Passion, as well as products, promoted today
20 July 2007
Passion, as well as products, promoted today
Today's launch of the Buy Kiwi Made media
campaign is not just about products, says Green Co-Leader
Jeanette Fitzsimons.
It is also about special, and passionate, New Zealanders.
"The first phase of the Government's Buy Kiwi Made media campaign, celebrating the work of 250,000 New Zealand employer and employee manufacturers, marks one of the Green Party's major achievements in Parliament," Ms Fitzsimons says.
"But today I would rather not focus on that milestone, but on people.
"Firstly on my former Co-Leader Rod Donald who in the years before his death in November 2005 passionately promoted the idea of such a campaign and persuaded the Government to accept the idea. Rod was very much a media person. He would have loved to be a part of Buy Kiwi Made media events, over the coming months, and in a way he really is part of it.
"Secondly my colleague Sue Bradford who had the incredibly difficult job of picking up this project from Rod and liaising with a huge range of people inside and outside of government in order to "sell it" and see it through to this public promotion launch date.
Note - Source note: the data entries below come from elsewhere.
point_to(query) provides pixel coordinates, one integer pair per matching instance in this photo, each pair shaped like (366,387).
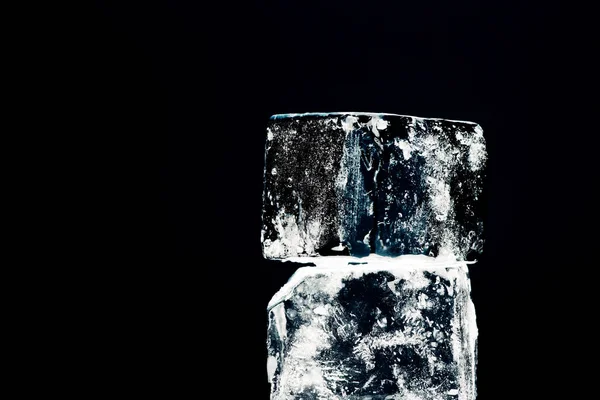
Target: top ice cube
(360,183)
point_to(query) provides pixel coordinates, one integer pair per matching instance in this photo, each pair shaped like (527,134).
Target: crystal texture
(362,183)
(385,210)
(400,330)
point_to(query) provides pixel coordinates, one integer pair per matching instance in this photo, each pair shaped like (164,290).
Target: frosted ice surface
(371,328)
(360,183)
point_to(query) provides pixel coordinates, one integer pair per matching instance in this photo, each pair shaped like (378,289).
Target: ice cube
(373,328)
(361,183)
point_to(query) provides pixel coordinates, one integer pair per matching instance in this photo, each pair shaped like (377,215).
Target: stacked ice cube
(385,207)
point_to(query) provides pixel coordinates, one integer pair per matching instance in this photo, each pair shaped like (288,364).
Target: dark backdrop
(180,94)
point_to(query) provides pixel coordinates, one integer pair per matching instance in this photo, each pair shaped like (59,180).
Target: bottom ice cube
(373,328)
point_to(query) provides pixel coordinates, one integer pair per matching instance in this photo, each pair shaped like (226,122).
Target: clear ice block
(361,183)
(373,328)
(386,207)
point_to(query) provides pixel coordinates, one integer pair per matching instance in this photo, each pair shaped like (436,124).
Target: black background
(179,94)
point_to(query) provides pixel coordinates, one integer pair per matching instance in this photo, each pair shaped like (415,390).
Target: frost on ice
(385,206)
(359,183)
(379,330)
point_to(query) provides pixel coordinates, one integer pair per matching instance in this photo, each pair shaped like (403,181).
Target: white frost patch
(440,198)
(271,367)
(321,310)
(291,240)
(376,124)
(406,148)
(406,266)
(348,123)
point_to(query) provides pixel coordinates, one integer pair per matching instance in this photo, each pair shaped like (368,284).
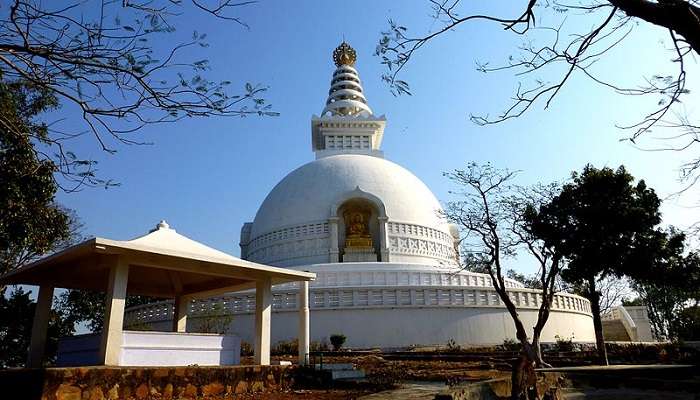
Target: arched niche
(358,228)
(344,214)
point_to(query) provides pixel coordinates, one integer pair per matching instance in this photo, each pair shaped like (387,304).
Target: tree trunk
(594,298)
(524,378)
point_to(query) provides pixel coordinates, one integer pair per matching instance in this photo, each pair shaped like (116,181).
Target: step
(335,367)
(347,374)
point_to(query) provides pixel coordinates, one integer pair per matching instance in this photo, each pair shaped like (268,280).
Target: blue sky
(208,176)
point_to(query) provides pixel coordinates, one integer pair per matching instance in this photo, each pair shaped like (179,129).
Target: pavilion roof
(162,263)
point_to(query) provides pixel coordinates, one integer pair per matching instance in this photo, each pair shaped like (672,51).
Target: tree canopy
(31,222)
(562,42)
(120,65)
(604,225)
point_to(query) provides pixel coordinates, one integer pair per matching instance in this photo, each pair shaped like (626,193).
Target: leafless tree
(118,64)
(546,68)
(493,214)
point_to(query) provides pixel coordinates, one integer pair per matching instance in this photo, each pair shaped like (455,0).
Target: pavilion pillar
(263,314)
(40,326)
(303,344)
(180,310)
(333,230)
(112,328)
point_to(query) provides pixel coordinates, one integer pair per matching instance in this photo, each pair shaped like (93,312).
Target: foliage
(637,301)
(337,341)
(493,213)
(668,299)
(604,225)
(687,325)
(563,42)
(246,349)
(452,346)
(319,345)
(16,318)
(564,343)
(88,307)
(121,66)
(530,281)
(215,320)
(285,347)
(511,345)
(31,223)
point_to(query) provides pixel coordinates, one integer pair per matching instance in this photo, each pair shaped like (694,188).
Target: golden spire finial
(344,55)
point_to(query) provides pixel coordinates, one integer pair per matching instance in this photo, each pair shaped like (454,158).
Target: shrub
(284,347)
(511,345)
(246,349)
(319,346)
(337,340)
(452,346)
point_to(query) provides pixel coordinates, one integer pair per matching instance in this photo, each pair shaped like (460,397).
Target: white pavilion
(385,261)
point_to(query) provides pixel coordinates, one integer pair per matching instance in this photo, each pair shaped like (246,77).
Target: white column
(114,313)
(383,239)
(180,310)
(42,313)
(263,313)
(333,228)
(303,322)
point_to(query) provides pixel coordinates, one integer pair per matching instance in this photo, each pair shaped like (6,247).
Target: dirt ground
(311,394)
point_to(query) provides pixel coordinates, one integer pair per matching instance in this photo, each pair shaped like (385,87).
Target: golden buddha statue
(357,234)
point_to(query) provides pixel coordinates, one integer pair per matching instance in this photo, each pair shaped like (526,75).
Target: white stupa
(385,259)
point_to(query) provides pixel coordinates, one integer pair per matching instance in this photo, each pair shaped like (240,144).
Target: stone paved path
(409,391)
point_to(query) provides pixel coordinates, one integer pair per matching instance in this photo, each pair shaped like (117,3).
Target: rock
(241,387)
(142,391)
(96,393)
(168,392)
(68,392)
(161,373)
(113,393)
(191,391)
(258,386)
(213,389)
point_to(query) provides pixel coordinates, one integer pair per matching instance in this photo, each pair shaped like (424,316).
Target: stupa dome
(308,194)
(350,205)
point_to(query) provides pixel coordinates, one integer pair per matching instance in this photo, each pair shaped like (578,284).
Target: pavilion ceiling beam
(219,291)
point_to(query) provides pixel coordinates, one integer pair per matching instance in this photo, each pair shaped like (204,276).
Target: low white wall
(414,326)
(154,349)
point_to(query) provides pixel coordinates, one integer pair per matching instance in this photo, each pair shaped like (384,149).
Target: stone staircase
(342,372)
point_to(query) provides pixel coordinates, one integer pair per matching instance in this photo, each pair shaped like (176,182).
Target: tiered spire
(345,97)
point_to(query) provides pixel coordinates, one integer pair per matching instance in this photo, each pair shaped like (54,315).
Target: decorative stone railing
(361,297)
(403,277)
(620,313)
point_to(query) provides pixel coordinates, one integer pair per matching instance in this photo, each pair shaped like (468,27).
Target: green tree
(88,307)
(16,318)
(671,301)
(604,224)
(31,222)
(491,213)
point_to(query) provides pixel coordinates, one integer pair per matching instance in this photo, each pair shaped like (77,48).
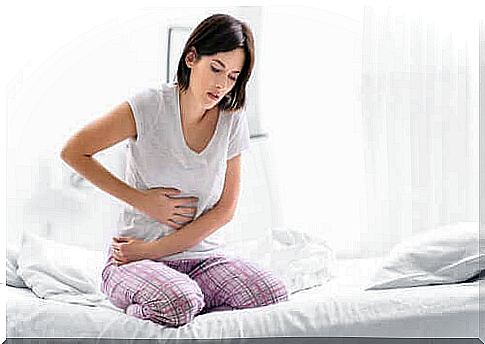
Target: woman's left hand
(129,249)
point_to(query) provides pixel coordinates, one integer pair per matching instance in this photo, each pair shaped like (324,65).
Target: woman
(182,184)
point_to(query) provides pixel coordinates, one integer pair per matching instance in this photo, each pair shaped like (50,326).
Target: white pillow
(300,260)
(447,254)
(12,278)
(60,272)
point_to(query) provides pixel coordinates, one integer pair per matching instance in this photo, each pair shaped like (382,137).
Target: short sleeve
(144,104)
(239,136)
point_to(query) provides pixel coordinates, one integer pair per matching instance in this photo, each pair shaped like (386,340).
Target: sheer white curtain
(420,121)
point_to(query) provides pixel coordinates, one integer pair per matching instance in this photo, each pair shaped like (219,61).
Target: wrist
(153,249)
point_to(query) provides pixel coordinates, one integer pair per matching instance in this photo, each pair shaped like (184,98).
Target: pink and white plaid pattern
(172,293)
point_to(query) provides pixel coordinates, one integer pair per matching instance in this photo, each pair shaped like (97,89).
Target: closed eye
(215,70)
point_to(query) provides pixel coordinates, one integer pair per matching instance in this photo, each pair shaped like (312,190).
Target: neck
(191,110)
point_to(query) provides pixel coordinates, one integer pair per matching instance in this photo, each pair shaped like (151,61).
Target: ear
(191,57)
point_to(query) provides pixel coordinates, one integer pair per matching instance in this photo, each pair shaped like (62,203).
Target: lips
(214,96)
I pay tribute to the amount of thought and intelligence Sue has put in but most importantly her heart is in Buy Kiwi Made, as well as her head."
However the overwhelming focus should be on innovative, risk-taking and previously-unheralded business people around the country who allow Buy Kiwi Made to be a real option, Ms Fitzsimons says.
"Our manufacturing sector involves more than 20,000 companies employing a quarter of a million people, but around 14,000 of those enterprises have fewer than five employees.
"Many businesses are driven more by the belief and passion of their workers than large incomes, and, as Rod said in a speech in Parliament in 2004, how can they compete in a free trade environment 'against regimes that tolerate slave labour or forced child labour?'" Ms Fitzsimons says.
"So many New Zealand manufacturers have pointed out to Rod and Sue - both human rights campaigners - the 'people issues' surrounding trade. Local firms have argued, rightly, that in comparison workers here are treated well. If New Zealanders embrace the Buy Kiwi Made campaign, more local businesses will be competitive, more workers employed here, and hopefully we will see fairer trade, not just free trade."